Ideas for a Good, Friendly Scout Elf
I often hear people talk about their elf on the shelf as an elf that gets up to a load of mischief. Now that our elf, the beautifully named Chickazeet has been with us for a couple of years, it’s exhausting as a parent to come up with and then create 24 crazy mischievous ideas. According to elf legend (in The Elf on the Shelf story), the elf’s “job” is only to keep an eye on your child’s naughty and niceness. This is later reported back to Santa each night. Let’s look at what to do when you give your scout elf a friendly personality who loves to play. Because that’s what children (and elves) do best.
Here are some good, friendly and very do-able elf ideas for younger children – 2-5 year olds. I refer to the elf as “He” as we have a boy elf. Elves can also be girls.
He can hide
As with all good hide and seek games for young children, think about a variety of hiding spots that children love, find simple enough, yet still be challenging:
- Hide up high. Still make the high places visible for children. We learned that hiding the elf on the ceiling fan is not a great idea. For Australian stinkin’ hot summer days, all we wanted to do was turn on the fan. We stayed hot in the interest of keeping our elf in one piece!
- Hide down low. But inaccessible to pets as you don’t want your little elf to be loved too much by your four legged friend. Create little hiding nooks and crannies. Under a basket is great, as children can still see the elf. There’s the added intrigue of not knowing how he got under there.
- Places children are familiar with and see daily.
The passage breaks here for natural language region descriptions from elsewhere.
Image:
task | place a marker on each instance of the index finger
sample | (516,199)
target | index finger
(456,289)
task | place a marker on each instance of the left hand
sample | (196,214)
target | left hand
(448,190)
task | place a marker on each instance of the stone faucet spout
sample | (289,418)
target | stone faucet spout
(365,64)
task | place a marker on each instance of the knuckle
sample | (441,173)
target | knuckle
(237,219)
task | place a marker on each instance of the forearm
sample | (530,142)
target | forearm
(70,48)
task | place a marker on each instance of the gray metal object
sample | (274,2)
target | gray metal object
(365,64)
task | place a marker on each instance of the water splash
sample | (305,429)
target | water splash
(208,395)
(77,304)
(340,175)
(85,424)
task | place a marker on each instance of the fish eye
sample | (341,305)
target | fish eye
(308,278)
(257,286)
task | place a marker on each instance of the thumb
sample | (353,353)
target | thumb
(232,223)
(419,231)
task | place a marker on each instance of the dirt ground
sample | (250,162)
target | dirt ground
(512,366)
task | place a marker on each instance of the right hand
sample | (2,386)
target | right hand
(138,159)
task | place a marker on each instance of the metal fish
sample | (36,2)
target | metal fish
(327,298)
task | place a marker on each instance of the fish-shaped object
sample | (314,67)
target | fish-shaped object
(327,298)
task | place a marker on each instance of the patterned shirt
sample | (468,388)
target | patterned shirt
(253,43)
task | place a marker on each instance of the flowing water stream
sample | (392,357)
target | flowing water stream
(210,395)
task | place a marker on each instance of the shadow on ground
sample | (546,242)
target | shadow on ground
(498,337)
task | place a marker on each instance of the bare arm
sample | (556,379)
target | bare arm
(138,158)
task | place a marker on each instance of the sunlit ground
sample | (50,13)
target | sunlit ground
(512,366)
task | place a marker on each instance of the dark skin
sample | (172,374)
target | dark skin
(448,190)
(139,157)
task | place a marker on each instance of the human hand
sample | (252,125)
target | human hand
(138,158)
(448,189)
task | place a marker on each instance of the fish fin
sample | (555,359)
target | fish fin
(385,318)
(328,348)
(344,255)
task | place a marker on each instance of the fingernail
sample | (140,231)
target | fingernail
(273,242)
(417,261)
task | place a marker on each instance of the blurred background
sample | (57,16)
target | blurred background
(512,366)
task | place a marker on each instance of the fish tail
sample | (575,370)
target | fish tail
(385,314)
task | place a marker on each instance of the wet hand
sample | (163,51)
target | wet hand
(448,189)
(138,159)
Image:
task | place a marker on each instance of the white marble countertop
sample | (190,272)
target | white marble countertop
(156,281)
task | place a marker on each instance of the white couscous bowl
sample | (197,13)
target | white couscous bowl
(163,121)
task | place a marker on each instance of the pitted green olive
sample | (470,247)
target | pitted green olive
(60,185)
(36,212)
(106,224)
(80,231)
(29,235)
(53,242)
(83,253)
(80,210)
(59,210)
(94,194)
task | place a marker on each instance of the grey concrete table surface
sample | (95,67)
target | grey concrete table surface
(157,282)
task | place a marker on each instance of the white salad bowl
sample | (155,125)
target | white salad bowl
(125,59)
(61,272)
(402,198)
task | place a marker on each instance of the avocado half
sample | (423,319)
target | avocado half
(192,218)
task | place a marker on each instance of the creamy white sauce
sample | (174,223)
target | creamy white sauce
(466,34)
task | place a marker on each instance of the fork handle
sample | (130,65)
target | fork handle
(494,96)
Pot plants are wonderful hiding places!
He enjoys the same things as your children
When your elfie returns in the “morning”, your little ones will love to see their elf doing the same thing as what your children enjoy doing or playing. We read a book or two every night before sleep. It’s always been one of our routines. My boys were so excited to find our elf reading one of their favourite books. Having your family elf “share” your children’s enjoyments adds that special touch and familiarity to making your elf special.
He can write & draw
Elf on the shelf magic means that elves don’t talk. He can write though! Writing a little message is a visible way to show your children what your elf would like to say. I use the good ol’ “other hand for writing” trick for my elf notes. This way, the elf writing looks uniquely different to my normal writing and no-one will tell it’s me. Shhh!
Elves can write all sorts of notes – messages of love, a countdown of sleeps to Christmas, or an affirmation of ways your child showed niceness. Why not ask your children to write a letter to Santa? This is a fabulous way to boost meaningful and genuine literacy learning. Your family elf can deliver the letter personally to “Santa”, which then becomes a lovely keepsake.
He can take photos
The Elfie Selfie! Make sure the camera is close by for those all-important shots! Taking photos of your children sleeping, or of you going about your night time stuff shows that the elf really does have his eyes on them!
These four friendly, good elf on the shelf ideas can easily be repeated over the Christmas elf season. Mix it up and if you want to add a bit of cheekiness, give that a go too. The best elf is the one that suits your children’s personality, developmental ages and your own family routines. Where is your elf on the shelf hiding?